We know that, if three points are collinear, then the area of triangle formed by these points is zero.

Since, the points A (k + 1, 2k), B (3k, 2k + 3) and C (5k - 1, 5k) are collinear.

Then, area of ΔABC = 0

1/2 [x₁ (y₂ – y₃) + x₂ (y₃ - y₁ ) + x₃ (y₁ - y₂ )] = 0

Here,

x₁ = k + 1,

x₂ = 3k

x₃ = 5k – 1

And

y₁ = 2k

y₂ = 2k + 3

y₃ = 5k

[(k + 1)(2k + 3 - 5k) + 3k(5k – 2k) + (5k – 1)(2k + 3)]

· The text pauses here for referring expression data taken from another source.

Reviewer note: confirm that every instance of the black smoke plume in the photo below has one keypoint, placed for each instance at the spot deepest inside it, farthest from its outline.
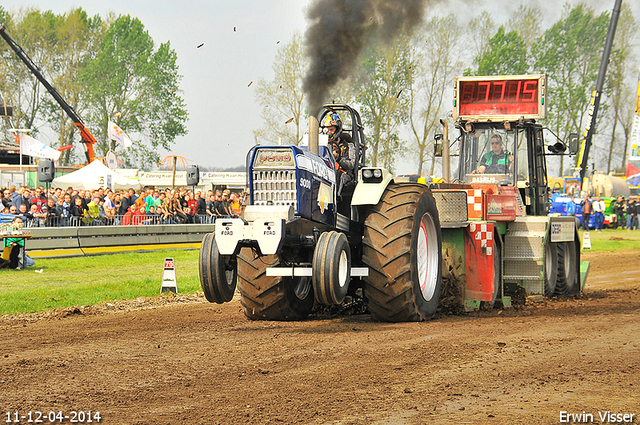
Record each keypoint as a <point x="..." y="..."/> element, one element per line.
<point x="338" y="32"/>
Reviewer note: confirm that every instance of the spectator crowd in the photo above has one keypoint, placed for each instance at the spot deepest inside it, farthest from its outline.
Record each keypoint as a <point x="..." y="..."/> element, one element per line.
<point x="51" y="207"/>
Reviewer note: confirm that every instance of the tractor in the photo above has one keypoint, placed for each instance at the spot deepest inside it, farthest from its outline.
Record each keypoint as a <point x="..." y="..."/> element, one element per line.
<point x="304" y="239"/>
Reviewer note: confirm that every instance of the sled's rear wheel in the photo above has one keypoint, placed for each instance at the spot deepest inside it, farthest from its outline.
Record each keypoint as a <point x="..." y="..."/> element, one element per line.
<point x="403" y="248"/>
<point x="568" y="274"/>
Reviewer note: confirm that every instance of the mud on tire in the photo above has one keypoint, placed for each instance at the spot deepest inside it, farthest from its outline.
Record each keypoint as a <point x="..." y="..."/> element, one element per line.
<point x="402" y="246"/>
<point x="568" y="271"/>
<point x="271" y="297"/>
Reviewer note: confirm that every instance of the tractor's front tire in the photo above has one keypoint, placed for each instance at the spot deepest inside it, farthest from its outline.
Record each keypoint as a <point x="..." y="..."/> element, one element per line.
<point x="331" y="268"/>
<point x="218" y="273"/>
<point x="271" y="297"/>
<point x="402" y="246"/>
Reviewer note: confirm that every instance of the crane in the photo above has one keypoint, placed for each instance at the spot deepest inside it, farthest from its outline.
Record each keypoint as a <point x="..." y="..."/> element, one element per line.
<point x="87" y="138"/>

[(k + 1)( - 3k + 3) + 3k(3k) + (5k - 1)(2k – 2k – 3)] = 0

[ - 3k² + 3k - 3k + 3 + 9k² - 15k + 3] = 0

(6k² – 15k + 6) = 0 (multiply by 2)

→ 6k² – 15k + 2 = 0

→ 2k² – 5k + 2 = 0

[Divide by 3]

→ 2k² – 4k – k + 2 = 0

→ 2k (k – 2) – 1(k – 2) = 0

→ (k – 2)(2k – 1) = 0

If k – 2 = 0, then k = 2

If 2k – 1 = 0, then k= 1/2

∴ k = 2, 1/2

Hence, the required values of k are 2 and 1/2.